New York Times writer Michael R. Gordon writes today in the newspaper: "In a vivid display of anxiety over President Boris Yeltsin's gains in the polls, the communist candidate, Gennady Zyuganov, implored party members (yesterday) to tone down their remarks about nationalizing private property. Zyuganov made his unusual appeal at a raucous party meeting, surrounded by signs of open dissent within the communist ranks and growing concern that the party is losing the initiative to Yeltsin.... With the June 16 presidential election fast approaching, the Communists are still struggling to hammer out their economic plan. The preparation of a detailed economic program has pitted hardnosed ideologues..., who favor large-scale state intervention in the economy, against more politically astute aides who have been trying to soften Zyuganov's image and appeal to a broader cross-section of voters. Zyuganov, for his part, has generally sought to avoid alienating hardliners as well as pragmatists. He has talked in vague terms about the virtues of a mixed economy, of privately owned and government-controlled enterprises, without providing specifics."
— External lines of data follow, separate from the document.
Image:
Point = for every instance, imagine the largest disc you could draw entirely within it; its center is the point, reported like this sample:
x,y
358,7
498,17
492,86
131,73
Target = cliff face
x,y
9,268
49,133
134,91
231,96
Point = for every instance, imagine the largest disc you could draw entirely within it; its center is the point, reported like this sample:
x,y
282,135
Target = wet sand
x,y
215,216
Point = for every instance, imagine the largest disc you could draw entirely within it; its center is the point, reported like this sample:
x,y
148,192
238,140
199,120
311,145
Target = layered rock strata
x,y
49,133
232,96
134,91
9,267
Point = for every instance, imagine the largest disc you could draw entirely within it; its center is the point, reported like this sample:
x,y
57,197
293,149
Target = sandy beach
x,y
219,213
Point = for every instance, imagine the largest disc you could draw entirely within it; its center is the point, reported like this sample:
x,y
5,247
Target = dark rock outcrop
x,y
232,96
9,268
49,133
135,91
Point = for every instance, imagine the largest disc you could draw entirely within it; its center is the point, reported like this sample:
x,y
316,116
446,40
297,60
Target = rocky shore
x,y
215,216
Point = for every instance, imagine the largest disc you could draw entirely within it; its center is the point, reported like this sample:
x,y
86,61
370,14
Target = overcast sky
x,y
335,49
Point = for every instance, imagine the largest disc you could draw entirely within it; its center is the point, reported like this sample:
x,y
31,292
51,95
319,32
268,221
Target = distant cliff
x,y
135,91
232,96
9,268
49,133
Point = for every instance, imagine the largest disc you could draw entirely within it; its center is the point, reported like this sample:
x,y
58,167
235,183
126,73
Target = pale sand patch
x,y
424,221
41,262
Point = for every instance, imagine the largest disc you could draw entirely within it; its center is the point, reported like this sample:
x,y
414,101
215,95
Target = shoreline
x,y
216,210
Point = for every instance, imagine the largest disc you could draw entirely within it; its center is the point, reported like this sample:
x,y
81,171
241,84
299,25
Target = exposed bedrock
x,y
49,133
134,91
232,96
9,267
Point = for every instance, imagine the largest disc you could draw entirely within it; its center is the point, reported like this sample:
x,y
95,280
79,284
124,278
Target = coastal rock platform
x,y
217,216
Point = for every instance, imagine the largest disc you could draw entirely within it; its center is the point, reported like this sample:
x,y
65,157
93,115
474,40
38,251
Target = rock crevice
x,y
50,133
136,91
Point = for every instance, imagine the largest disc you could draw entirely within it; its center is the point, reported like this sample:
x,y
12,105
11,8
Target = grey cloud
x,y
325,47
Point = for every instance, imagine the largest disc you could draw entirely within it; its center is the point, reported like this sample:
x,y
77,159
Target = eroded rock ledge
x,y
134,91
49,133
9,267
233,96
Sunday's New York Times carried an analysis of U.S. official thinking on the Russian elections. Elain Sciolino wrote: "In divining the Clinton administration's thinking about the presidential election in Russia next month, consider this: Deputy Secretary of State Strobe Talbott's first draft of a major analysis of Russia policy last January omitted any discussion of what to expect if the Communists won. Only after colleagues drew the omission to Talbott's attention did he insert a 'what if' section in the final version.... The omission underscores just how little is known in Washington about what will happen in the Russian election next month -- and, more important, how that uncertainty limits the administration's ability to plan for the outcome."
Writing in the U.S. newspaper Journal of Commerce, Michael S. Lilyveld said yesterday: "Western investors hoping to make sense of Russia's June 16 presidential elections might be advised to tune in again about six months from now.... The outlook is cloudy.... Despite commitments to cut tariffs and resolve a dispute over
imports of U.S. poultry, officials already are talking about new protectionist tariffs, quotas and quality controls. Less than a month after approving financing, the IMF warned Moscow that it might halt a 340-million dollar loan tranche unless the government honored its agreements. It could take six months or more to find out if the backsliding represents campaign pandering or more permanent policy change."